Very Deep Convolutional Networks For Large-Scale Image Recognition
This paper examines a family of neural networks. Each of which is built with a base consisting of two kinds of layers:
- 3 x 3 convolutions with stride 1
- 2 x 2 max-pools with stride 2
- The number of channels starts at 64 and then increases until it reaches 512. The number of convolutional layers ranges from 8 to 16.
They also tried injecting
- A localized normalization layer into one of the six networks.
- A couple 1x1 convolutional layers into another of the six networks.
The top of each network is two fully connected layers with 4096 channels followed by a fully connected network with 1000 channels, followed by a softmax to choose one of the thousand classes.
Every layer uses ReLU.
The networks were trained with the multinomial logistic regression objective using mini-batch gradient descent with
- batch size = 256
- momentum = 0.9
- weight decay = 5*10^-4
- dropout of 0.5 for the first two fully connected layers
The learning rate was started at 0.01 and decreased by a factor of ten every time the validation set accuracy stopped improving. This was done three times. The net was trained after 74 epochs. The authors hypothesize that the depth and small filters caused regularization.
A second technique they used was incrementally adding layers. They trained the shallowest network (8 convolutional layers). Then, to train the next deepest network (10 convolutional layers), they initialized the first four convolutional layers and the fully-connected layers with their values from the original (less deep) network.
They augmented their dataset via random cropping, horizontal flipping, and RGB color shifts.
They trained on the ILSVRC-2012 dataset (1.3 million images, 1000 classes). They found a couple things:
- Injecting a local response normalization layer into the shallowest model (8 convolutional layers) led to no improvement.

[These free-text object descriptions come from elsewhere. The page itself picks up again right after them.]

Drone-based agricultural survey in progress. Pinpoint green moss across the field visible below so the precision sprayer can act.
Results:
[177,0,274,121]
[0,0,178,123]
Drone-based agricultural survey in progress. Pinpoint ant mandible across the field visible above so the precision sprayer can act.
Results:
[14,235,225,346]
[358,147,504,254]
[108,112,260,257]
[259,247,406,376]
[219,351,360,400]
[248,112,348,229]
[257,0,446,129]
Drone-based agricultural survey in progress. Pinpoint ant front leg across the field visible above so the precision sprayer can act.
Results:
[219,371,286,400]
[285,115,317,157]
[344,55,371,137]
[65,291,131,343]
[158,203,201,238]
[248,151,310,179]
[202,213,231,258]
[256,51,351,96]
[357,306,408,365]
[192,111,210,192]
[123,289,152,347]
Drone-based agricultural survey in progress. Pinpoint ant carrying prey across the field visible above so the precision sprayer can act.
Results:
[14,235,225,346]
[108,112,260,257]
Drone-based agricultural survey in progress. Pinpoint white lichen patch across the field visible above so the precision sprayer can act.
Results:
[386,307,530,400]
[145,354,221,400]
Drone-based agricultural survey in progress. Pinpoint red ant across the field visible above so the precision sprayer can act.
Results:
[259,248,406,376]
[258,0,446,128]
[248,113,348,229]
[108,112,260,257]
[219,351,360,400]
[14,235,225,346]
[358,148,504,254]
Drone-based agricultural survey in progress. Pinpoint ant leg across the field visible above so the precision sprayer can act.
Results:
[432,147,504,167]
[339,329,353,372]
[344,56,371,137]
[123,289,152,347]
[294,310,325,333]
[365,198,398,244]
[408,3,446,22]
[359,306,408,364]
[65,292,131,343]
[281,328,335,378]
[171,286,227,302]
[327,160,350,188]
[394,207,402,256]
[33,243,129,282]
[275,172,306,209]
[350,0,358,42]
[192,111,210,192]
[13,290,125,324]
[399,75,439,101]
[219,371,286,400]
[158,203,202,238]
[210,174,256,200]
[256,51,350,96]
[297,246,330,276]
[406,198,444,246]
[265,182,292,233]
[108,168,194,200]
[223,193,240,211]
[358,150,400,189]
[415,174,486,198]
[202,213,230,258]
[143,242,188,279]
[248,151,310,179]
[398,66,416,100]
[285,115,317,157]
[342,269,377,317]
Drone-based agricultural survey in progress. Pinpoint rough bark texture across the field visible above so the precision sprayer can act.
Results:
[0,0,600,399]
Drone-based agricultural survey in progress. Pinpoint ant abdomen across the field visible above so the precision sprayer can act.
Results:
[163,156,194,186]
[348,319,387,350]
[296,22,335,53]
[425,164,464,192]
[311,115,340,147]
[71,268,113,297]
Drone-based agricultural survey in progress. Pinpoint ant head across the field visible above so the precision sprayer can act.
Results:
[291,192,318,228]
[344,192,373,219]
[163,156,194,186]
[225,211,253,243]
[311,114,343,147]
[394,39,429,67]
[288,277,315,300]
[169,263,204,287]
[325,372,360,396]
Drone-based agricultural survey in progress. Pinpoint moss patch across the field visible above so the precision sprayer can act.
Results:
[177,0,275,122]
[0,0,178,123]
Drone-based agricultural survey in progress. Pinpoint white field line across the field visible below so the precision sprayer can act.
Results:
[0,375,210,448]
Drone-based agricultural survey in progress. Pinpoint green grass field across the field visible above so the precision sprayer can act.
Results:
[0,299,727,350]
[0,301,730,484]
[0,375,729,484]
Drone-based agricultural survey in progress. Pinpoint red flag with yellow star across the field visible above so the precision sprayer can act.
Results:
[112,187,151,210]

- The deeper networks performed better than the shallower ones.
- Adding 1x1 layers helps, but adding yet more 3x3 layers helps more.
- Scale jiggling helps during training even if the test set isn't jiggled.
- TODO: multi-crop
They also found [as usual] that averaging these networks' predictions improves performance beyond any individual network.
The performance of an ensemble of two of these nets is inline with state of the art ensemble learners and they achieved the best performance (at the time) for a singles network.
The authors note that a stack of two 3x3 layers can interpret a 5x5 gride, while a stack of three 3x3 layers can interpret a 7x7 grid. There are some benefits to stacking 3x3s:
- We get to use three ReLUs, which "makes the decision function more discriminative".
- We can decrease the number of parameters: three 3x3 layers with C channels have 27C^2weights, while a 7x7 layer with C channels has 49C^2 weights.